Sur les 52 signataires de la motion contre Thomas Luhaka, seuls deux avaient signalé leur présence dans la salle des congrès au moment de l’ouverture du débat de cette question.

Pendant ce temps, à la tribune, le décor était bien planté (isoloirs, urnes, tables et chaises) pour décider du départ ou non du vice-Premier ministre du gouvernement.

Certains députés ont estimé qu’il fallait reporter la plénière. C’est le cas de Noël Botakila de la majorité présidentielle.

D’autres députés ont pensé que l’absence du porte-parole des signataires ne pouvait pas faire obstacle à l’examen de la motion. C’est le cas de Papy Nyango de l’opposition :

«Je ne pense que la plénière ne pouvait conclure dans ce sens là. Lorsque plusieurs députés signent l’initiative ‘un contrôle parlementaire et que le tout premier est absent donc l’initiative peut faire l’objet d’un rejet.

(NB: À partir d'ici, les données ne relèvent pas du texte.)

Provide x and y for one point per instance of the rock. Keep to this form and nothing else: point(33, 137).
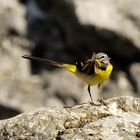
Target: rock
point(120, 119)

Je ne crois pas ».

Pour d’autres, l’absence des signataires de cette motion ne pouvait pas se justifiait aussi longtemps qu’ils étaient informés de la programmation de cette question.

Le président de l’Assemblée nationale, Aubin Minaku a, de son côté, promis de saisir les signataires en vue de leur faire part de son indignation.